Master en Desarrollo Local. Director de la Fundación Donum, Cuenca. Exdirigente de Alfaro Vive Carajo.
La mediación es tan antigua como la humanidad. Todo grupo humano, fuente inagotable y creativa de conflictos, ha requerido de un tercero neutral cada vez que una discrepancia no se resuelve por voluntad de las partes involucradas.
La mediación tiene varios propósitos: evitar que el conflicto se agrave hasta el extremo de no poder resolverlo por la vía del acuerdo; prevenir enfrentamientos violentos; encontrar salidas aceptables para ambas partes; y, sobre todo, encontrar soluciones definitivas, de modo que la confrontación no se repita (al menos, por los mismos motivos).
La mediación política experimentó un importante desarrollo como consecuencia de los conflictos bélicos. La constatación de que las guerras son cada vez más devastadoras, como consecuencia, entre otros factores, del desarrollo tecnológico, obligó a implementar todos los mecanismos posibles para evitar las opciones violentas entre contendientes de cualquier tipo. Puede tratarse de un enfrentamiento entre países o entre fuerzas beligerantes al interior de un país.
Usualmente, la mediación política se activa cuando existen fuerzas antagónicas con suficiente capacidad como para bloquear cualquier desenlace. El objetivo principal es que, en caso de una conflagración, esta no se extienda de manera indefinida, porque los costos y las heridas pueden llegar a sus insubsanables. Hay guerras tan destructivas que no dejan vencedores.
El paro indígena no puede ser equiparado con un divorcio o con una disputa entre empresas por una cuota del mercado, un asunto que, en efecto, requiere de una mediación, de una audiencia de conciliación o de un arbitraje. Aquí estamos hablando de una demanda histórica de derechos.
¿Qué clase de mediación es posible en medio del paro indígena? Pues ninguna que pretenda resolver una supuesta confrontación entre fuerzas antagónicas. En el Ecuador no asistimos a un conflicto entre enemigos, ni siquiera ente rivales irreconciliables, sino a la reivindicación de los derechos legítimos de un actor social frente al Estado. El movimiento indígena no es un enemigo de la república, tal como algunas mentes calenturientas han insinuado; los indígenas son una parte integrante del Estado ecuatoriano.

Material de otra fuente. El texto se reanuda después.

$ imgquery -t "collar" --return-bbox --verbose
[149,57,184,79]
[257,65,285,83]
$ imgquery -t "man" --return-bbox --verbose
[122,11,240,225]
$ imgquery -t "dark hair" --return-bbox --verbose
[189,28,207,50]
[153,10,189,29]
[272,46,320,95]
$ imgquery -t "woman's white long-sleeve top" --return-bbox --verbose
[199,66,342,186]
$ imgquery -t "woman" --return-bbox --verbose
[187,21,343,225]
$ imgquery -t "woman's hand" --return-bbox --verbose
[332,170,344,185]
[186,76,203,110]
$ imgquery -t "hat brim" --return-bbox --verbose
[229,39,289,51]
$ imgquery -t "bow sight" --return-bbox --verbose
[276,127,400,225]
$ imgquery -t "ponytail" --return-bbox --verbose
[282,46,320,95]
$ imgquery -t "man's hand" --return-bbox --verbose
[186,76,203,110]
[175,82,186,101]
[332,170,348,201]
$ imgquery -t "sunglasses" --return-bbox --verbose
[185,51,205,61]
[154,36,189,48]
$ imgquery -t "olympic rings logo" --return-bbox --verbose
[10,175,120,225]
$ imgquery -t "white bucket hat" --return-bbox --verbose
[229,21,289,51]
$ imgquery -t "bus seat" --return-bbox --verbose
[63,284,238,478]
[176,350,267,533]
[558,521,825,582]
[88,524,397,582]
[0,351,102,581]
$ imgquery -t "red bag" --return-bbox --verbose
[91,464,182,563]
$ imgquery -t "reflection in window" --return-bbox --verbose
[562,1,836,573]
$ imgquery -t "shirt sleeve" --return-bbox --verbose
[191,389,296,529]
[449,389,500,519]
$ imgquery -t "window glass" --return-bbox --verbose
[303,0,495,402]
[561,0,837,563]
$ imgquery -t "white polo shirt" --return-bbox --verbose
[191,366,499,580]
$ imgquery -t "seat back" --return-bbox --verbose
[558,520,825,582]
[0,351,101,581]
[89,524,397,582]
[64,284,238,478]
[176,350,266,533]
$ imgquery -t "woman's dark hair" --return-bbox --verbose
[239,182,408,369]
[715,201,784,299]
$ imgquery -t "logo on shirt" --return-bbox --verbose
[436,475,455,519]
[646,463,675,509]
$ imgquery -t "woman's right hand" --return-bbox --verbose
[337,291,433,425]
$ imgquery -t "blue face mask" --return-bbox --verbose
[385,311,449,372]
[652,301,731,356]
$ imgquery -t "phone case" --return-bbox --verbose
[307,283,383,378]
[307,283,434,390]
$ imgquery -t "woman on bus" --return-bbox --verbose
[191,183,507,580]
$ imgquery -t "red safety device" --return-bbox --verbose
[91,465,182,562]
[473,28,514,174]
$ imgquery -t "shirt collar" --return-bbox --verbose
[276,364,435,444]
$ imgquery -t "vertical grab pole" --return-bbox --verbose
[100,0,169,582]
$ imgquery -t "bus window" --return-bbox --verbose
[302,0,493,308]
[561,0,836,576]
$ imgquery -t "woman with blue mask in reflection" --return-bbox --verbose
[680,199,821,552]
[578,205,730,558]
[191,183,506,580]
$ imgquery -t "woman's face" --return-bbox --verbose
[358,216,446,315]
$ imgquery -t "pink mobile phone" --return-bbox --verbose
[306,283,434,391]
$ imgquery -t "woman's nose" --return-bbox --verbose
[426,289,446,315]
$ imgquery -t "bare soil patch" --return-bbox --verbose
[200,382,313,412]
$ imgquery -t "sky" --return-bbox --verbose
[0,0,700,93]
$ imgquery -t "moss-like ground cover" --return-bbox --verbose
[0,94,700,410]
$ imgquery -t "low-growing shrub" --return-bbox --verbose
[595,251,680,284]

El paro indígena no puede ser equiparado con un divorcio o con una disputa entre empresas por una cuota del mercado, un asunto que, en efecto, requiere de una mediación, de una audiencia de conciliación o de un arbitraje. Aquí estamos hablando de una demanda histórica de derechos a un Estado y a una sociedad que han naturalizado la exclusión de los indígenas. Así de simple.
Por eso, la negativa de la CONAIE a aceptar mediadores es coherente, porque no puede admitir que le asignen la condición de fuerza beligerante. Eso implicaría darles la razón a los apologistas de las versiones conspiracionistas, que buscan legitimar un discurso autoritario y represivo desde el poder. De ahí a la eliminación del adversario hay un pequeño paso.
Lo que hoy se necesita son condiciones reales para un diálogo entre el movimiento indígena y el gobierno para resolver una deuda histórica del Estado. Obviamente, eso requiere de la voluntad política de ambos actores. Pero eso ya es harina de otro costal.